PII Leaked in Logs
The Interview Question
"During a security audit, we discovered that we've been logging credit card numbers, SSNs, and passwords in plain text for 2 years. The logs are in Elasticsearch, S3 backups, and have been shipped to three third-party analytics tools. What do we do?"
Asked at: Any company handling sensitive data, especially fintech, healthcare
Time to solve: 35-40 minutes
Difficulty: ⭐⭐⭐⭐ (Senior, with compliance knowledge)
Clarifying Questions to Ask
- "What compliance frameworks apply?" → PCI-DSS, GDPR, HIPAA, SOC 2?
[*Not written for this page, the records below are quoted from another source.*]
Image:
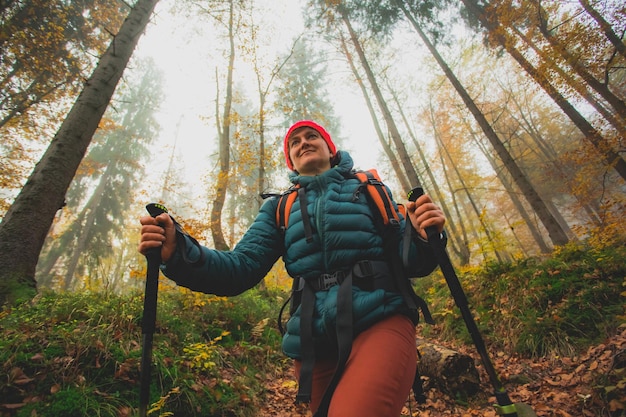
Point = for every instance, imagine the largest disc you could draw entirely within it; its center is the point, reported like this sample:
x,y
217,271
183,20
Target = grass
x,y
535,306
79,354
- "How much data volume?" → Affects remediation time
- "What third parties have the data?" → Legal and contractual obligations
- "Do we have data retention policies?" → Older logs might auto-delete
- "Has there been unauthorized access?" → Determines if it's a breach
Immediate Actions (First 24 Hours)
Hour 0-1: Containment
# 1. STOP THE BLEEDING - Deploy emergency log filter
class EmergencyLogFilter:
SENSITIVE_PATTERNS = [
r'\b\d{4}[-\s]?\d{4}[-\s]?\d{4}[-\s]?\d{4}\b', # Credit card
r'\b\d{3}[-\s]?\d{2}[-\s]?\d{4}\b', # SSN
r'password["\s:=]+\S+', # Password in logs
r'ssn["\s:=]+\S+',
r'credit_card["\s:=]+\S+',
]
def filter(self, record):
message = record.getMessage()
for pattern in self.SENSITIVE_PATTERNS:
message = re.sub(pattern, '[REDACTED]', message, flags=re.IGNORECASE)
record.msg = message
return True
# Apply to ALL loggers immediately
import logging
for logger_name in logging.root.manager.loggerDict:
logging.getLogger(logger_name).addFilter(EmergencyLogFilter())
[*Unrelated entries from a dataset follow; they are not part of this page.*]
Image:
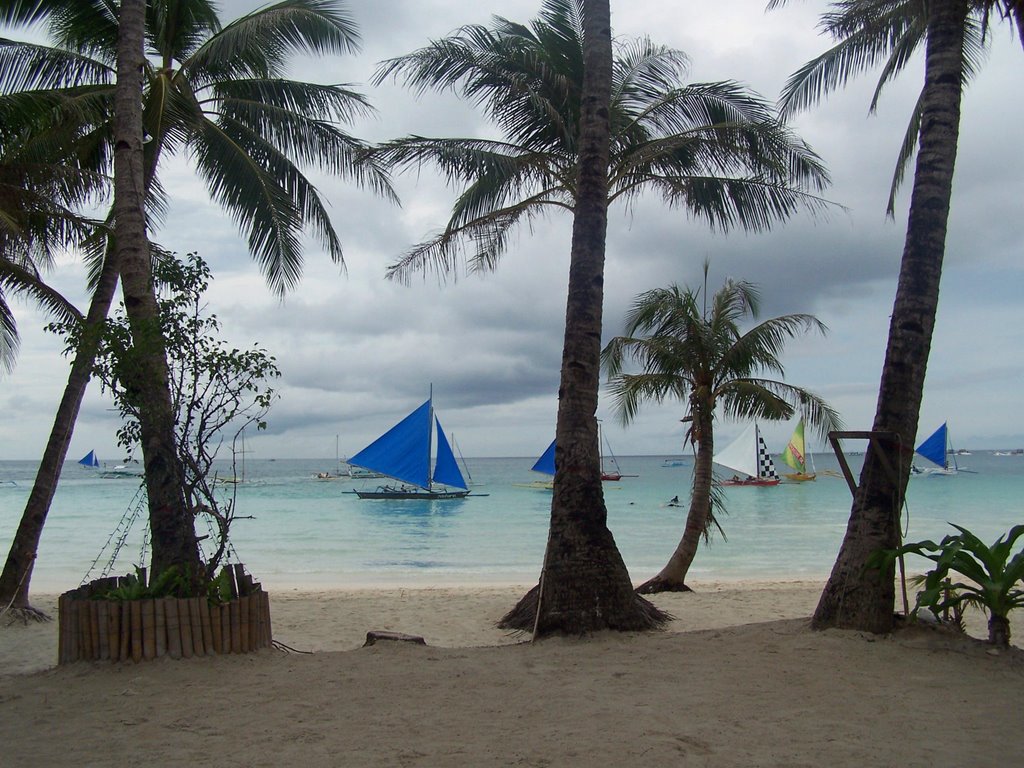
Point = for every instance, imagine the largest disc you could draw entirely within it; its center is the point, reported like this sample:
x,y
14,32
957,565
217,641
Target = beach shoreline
x,y
737,679
337,619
# 2. Disable log shipping to third parties
# Stop Datadog agent
systemctl stop datadog-agent
# Stop Splunk forwarder
systemctl stop SplunkForwarder
# Pause Elasticsearch Logstash pipeline
curl -X POST "localhost:9200/_logstash/_pause"
Hour 1-4: Assessment
# Scan existing logs to understand scope
import re
from pathlib import Path
def scan_for_pii(log_path: Path):
"""
Scan logs to assess exposure scope.
"""
patterns = {
'credit_card': r'\b\d{4}[-\s]?\d{4}[-\s]?\d{4}[-\s]?\d{4}\b',
'ssn': r'\b\d{3}[-\s]?\d{2}[-\s]?\d{4}\b',
'email': r'\b[A-Za-z0-9._%+-]+@[A-Za-z0-9.-]+\.[A-Z|a-z]{2,}\b',
'password': r'(password|passwd|pwd)["\s:=]+\S+',
}
findings = {pii_type: [] for pii_type in patterns}
for log_file in log_path.glob('**/*.log*'):
with open(log_file, 'r', errors='ignore') as f:
for line_num, line in enumerate(f):
for pii_type, pattern in patterns.items():
if re.search(pattern, line, re.IGNORECASE):
findings[pii_type].append({
'file': str(log_file),
'line': line_num,
'sample': line[:100] + '...' # Don't log full PII!
})
return findings
# Generate report
findings = scan_for_pii(Path('/var/log/app'))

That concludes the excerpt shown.